Give a gift they’ll savour all year long. Gift a Membership Now

WWC 36 – Miriam Reynolds

Image

The 36th published entry into our wine writing competition comes from Miriam Reynolds. Don't forget to keep checking our guide article to keep abreast of all the entries. 

I'm Miriam Reynolds, a 53-year-old wine enthusiast, Dublin-based, currently navigating transition, destination unknown. I'm currently working with a group of investment companies. My WSET journey commenced in 2014 and I hope/plan to finish the Diploma in this academic year. I successfully completed the WSET Educator programme in December 2015 and earlier this year WSET Awards granted approval for me to teach WSET qualifications as The Sipping Point. My vinous mission is to encourage and promote the appreciation of wine.

THE WONDER OF WINE

 

Illustration by Sarah Lawson, Edinburgh

Ah, the agony and confusion of the chemistry tables is emblazoned in the memory bank. The pain was the same, whether sitting in class as a restless teenager or in the straight-jacket silence of the study hall.

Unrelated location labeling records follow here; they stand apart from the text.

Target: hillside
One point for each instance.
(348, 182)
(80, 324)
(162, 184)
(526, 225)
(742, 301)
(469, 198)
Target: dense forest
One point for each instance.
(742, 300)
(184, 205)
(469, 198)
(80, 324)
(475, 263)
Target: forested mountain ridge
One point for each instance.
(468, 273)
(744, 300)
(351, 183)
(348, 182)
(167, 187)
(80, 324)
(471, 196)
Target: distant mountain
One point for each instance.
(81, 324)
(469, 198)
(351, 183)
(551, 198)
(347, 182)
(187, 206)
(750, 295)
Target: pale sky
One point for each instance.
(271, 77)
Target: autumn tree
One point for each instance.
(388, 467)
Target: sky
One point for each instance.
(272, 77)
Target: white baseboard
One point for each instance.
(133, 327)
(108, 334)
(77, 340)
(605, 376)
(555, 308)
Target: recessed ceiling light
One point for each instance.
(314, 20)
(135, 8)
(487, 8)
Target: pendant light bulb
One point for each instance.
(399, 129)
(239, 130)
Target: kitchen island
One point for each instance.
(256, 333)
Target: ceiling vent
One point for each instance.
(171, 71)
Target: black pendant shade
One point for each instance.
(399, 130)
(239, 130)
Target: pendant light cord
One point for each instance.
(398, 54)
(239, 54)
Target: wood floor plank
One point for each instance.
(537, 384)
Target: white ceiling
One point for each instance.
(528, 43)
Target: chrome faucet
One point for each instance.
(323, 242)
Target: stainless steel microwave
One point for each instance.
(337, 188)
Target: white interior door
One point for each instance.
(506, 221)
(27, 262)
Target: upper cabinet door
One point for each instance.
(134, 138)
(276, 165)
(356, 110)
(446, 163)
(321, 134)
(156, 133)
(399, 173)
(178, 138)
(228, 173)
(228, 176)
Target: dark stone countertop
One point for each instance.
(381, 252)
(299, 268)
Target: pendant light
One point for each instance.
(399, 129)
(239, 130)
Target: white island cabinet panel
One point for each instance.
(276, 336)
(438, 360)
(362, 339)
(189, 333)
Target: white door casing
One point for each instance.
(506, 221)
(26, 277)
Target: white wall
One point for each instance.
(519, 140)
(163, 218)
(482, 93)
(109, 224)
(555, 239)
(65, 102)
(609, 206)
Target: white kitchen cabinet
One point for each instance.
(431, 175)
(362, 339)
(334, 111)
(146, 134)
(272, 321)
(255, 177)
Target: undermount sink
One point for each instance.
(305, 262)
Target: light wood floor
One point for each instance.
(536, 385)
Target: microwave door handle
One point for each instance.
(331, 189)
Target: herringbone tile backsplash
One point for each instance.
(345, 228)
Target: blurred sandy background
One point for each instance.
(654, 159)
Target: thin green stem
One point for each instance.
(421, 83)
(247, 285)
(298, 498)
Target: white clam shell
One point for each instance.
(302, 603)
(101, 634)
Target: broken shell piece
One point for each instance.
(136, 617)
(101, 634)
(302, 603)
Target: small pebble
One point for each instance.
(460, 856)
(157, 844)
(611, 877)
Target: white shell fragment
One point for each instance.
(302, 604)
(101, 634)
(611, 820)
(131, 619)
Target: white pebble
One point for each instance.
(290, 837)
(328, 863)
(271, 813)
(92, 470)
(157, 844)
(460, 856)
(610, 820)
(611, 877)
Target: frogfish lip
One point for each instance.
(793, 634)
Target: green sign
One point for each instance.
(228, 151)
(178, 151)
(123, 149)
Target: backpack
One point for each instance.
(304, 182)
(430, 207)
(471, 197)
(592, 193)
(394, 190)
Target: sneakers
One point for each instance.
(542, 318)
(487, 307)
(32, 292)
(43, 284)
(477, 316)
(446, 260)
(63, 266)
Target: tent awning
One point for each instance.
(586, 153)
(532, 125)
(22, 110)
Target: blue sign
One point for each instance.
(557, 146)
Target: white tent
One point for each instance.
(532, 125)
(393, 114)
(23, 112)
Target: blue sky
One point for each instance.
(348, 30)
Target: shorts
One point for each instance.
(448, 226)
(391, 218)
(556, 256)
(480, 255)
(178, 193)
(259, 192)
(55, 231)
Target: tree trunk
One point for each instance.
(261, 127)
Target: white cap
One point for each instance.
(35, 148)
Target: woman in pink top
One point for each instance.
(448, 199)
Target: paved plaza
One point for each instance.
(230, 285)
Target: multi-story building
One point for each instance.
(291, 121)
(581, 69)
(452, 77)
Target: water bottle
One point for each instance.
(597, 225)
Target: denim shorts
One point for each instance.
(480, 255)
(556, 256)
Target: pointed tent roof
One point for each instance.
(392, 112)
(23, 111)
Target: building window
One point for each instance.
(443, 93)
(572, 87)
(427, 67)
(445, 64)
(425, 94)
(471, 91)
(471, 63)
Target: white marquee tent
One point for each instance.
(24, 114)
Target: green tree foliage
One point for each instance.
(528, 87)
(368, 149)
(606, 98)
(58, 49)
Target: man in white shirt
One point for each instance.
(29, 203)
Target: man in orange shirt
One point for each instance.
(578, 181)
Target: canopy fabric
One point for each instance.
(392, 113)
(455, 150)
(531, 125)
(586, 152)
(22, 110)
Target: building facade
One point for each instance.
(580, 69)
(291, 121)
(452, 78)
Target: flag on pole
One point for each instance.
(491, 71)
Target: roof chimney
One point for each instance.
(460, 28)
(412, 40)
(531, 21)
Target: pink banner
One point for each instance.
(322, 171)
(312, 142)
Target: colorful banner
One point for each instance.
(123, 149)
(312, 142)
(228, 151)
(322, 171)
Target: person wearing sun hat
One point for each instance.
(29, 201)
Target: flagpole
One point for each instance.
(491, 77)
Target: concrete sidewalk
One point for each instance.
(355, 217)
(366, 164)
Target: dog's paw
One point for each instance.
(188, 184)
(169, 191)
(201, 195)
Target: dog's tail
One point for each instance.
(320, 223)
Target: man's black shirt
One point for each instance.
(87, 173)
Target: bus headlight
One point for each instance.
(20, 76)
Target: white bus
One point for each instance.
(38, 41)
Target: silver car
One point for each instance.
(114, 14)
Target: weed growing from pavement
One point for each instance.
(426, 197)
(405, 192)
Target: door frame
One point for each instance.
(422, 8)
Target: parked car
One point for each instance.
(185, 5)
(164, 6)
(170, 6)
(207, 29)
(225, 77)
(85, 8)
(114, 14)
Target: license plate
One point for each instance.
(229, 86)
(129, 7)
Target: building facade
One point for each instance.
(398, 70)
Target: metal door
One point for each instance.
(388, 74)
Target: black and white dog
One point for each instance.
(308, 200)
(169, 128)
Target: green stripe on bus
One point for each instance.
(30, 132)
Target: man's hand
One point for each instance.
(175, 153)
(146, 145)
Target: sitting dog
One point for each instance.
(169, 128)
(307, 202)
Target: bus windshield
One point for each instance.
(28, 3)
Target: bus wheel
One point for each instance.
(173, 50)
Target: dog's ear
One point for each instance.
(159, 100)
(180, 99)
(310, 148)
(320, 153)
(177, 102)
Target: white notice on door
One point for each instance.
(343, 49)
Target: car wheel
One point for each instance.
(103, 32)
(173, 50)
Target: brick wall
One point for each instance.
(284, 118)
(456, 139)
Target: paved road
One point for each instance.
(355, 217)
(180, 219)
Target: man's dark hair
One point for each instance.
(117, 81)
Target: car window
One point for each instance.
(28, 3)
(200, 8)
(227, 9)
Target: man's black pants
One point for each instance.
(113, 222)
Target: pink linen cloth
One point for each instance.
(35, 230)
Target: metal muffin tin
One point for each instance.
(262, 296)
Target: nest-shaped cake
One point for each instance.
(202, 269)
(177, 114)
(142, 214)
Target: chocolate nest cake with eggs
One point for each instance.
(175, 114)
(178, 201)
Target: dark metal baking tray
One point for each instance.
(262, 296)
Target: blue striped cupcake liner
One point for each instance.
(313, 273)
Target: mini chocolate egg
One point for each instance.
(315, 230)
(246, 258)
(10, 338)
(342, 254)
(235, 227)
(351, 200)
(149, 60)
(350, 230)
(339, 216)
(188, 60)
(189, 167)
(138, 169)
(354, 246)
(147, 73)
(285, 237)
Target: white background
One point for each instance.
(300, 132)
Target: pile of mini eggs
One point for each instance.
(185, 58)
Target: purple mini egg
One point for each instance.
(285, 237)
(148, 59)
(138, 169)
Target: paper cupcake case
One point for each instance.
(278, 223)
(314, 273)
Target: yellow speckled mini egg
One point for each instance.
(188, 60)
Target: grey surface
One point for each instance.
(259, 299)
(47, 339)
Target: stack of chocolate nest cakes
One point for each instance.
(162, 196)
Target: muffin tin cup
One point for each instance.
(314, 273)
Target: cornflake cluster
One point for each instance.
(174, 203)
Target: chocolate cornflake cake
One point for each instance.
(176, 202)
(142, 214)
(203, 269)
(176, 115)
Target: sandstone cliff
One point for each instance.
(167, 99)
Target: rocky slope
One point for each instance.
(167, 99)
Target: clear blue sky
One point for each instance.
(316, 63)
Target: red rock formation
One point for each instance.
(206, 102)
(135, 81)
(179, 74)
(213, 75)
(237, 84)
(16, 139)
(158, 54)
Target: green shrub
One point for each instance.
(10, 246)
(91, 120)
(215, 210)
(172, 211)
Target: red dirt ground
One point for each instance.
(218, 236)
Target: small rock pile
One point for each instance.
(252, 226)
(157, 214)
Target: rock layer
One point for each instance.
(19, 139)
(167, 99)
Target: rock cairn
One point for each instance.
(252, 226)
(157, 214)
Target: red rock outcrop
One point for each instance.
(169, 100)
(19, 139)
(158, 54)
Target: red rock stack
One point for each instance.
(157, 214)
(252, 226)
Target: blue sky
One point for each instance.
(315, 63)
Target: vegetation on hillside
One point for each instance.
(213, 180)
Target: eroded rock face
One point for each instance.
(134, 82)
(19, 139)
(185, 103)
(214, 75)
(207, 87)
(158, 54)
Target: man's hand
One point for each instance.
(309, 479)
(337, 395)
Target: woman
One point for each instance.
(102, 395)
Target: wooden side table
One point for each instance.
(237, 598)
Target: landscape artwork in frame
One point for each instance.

Conscientious attempts were made to memorise K, Fe and the rest. In spite of the positive attitude, an initial, barely audible whisper always got louder: 'What is the point of this?' And louder: 'I mean, really, what IS The Point?'

Photosynthesis and transpiration were a bit of a struggle too. But at least plants and the sun were visible to the naked eye.

Geography and glaciation were less challenging, and even bordered on enjoyable. Growing up in Ireland meant that there was plenty of evidence. It made sense, it was a good story and the teacher was likeable.

Decades later, at some indeterminate point during a beguiling (ongoing) journey in formal wine education, I experienced what can only be described as an elongated eureka moment:

Chemistry, photosynthesis, transpiration, glaciation... they are all in the glass!

ALL IN THE GLASS!

Words cannot do justice to the simple yet substantial thrill of this stunning revelation.

Neither can they do any justice to the life-affirming, exhilarating feeling that coursed through my veins upon the delightful realisation that all of my past pain had not been in vain. Everything came together beautifully. Everything suddenly made sense. Everything felt perfect. I fell even more deeply in love.

A glass of wine has never looked, tasted or felt the same since. I’ll be coming back to this ...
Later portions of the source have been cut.